In 2014, he regressed again. Through 48 games, his line was .149/.229/.213. Same rough defense. Only now he was walking a little less and had lost his pop, basically the only two things he'd done well. So Atlanta, which had agreed to pay him $62 million over 5 seasons, just ate the money and cut him. The Giants picked him up on a whim. He played 4 games. Got no hits. Walked once. Struck out 6 times. And made 2 errors. They cut him a few weeks later. Got a World Series ring though.
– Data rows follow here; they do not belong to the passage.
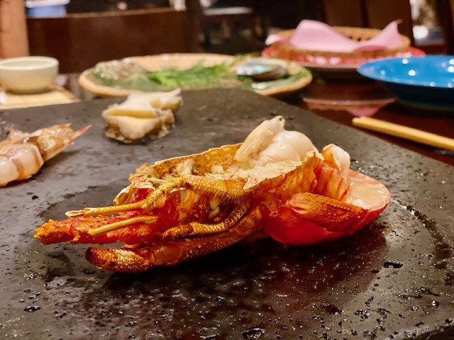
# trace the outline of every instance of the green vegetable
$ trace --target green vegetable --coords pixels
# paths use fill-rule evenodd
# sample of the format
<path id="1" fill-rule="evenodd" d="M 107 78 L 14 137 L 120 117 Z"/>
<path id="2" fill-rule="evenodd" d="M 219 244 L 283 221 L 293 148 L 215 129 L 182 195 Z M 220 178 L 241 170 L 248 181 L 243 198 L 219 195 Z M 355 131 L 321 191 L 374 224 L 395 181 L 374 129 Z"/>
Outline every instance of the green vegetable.
<path id="1" fill-rule="evenodd" d="M 89 76 L 101 85 L 119 89 L 145 91 L 170 91 L 211 88 L 240 88 L 249 90 L 265 89 L 287 84 L 307 76 L 299 72 L 281 79 L 254 83 L 247 76 L 237 76 L 231 65 L 225 63 L 203 66 L 198 63 L 192 67 L 177 70 L 165 69 L 148 72 L 137 65 L 121 64 L 118 61 L 99 63 L 92 69 Z"/>

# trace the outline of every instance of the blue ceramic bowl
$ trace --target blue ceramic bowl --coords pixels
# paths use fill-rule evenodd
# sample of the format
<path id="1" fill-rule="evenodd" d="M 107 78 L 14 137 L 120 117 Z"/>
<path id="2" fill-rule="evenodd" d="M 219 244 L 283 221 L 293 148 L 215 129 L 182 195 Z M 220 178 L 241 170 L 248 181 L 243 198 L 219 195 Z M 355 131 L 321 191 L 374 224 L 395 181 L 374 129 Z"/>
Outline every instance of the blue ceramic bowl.
<path id="1" fill-rule="evenodd" d="M 403 103 L 454 110 L 454 56 L 384 59 L 363 64 L 358 72 L 380 81 Z"/>

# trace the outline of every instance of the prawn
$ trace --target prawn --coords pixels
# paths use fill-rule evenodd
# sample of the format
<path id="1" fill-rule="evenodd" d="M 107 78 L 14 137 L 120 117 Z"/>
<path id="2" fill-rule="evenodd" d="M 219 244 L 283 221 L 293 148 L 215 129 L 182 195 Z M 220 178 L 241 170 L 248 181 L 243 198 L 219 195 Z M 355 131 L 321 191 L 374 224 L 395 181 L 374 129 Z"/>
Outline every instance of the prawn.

So the Nats picked him up off the scrap heap for basically nothing and gave him a shot in spring training. The storyline was that he had corrective eye surgery and all of his problems the last couple of years could be blamed on that. And to his credit, he had a good spring training. In 46 plate appearances he hit .261/.433/.457 with 2 HRs. 13 BBs and a respectable 9 strike outs. That's the kind of player Dan Uggla was when he was good.

So with Rendon hurt, Escobar playing third to start, and Espinosa still Espinosa, the team figured he'd be a better option than Kevin Frandsen because he could beat Kevin Frandsen in a arm wrestling match (or something like that).

The kicker is, a year earlier, in the midst of a stretch where he was one of the worst regulars in baseball, before being cut by two teams, in 2014, his spring training stats were:

52 plate appearances. .269/.403/.538 with 4 HRs. 12 BBs and 18 Ks

So, you can choose to believe the eye surgery turned back the clock and his good spring training was the proof of that. Meaning that while he still can't run or field, he can draw a walk and mash to such a level that he is still a player you want in your line-up.

Or you can say that a good spring training meant nothing last year, so why give it weight this year? Maybe the escalating strike outs and decreasing power wasn't so much attributable to poor eye sight but age and declining bat speed. And that you can look at 4 weeks of ABs against some guys who are riding a bus for the Quad Cities River Bandits right now, and say that's nice. But you'd prefer to look at four years straight of declining offensive production at the Major League level over 2000 PA and little else to contribute on the field or on the bases.

I choose to look at the latter.

But, with the Braves footing the bill, it might have been worth basically whatever the cost to house and feed him was to find out. I just think he's completely done as a major league ballplayer. Maybe he can play it out in Japan if he wants to start somewhere this year.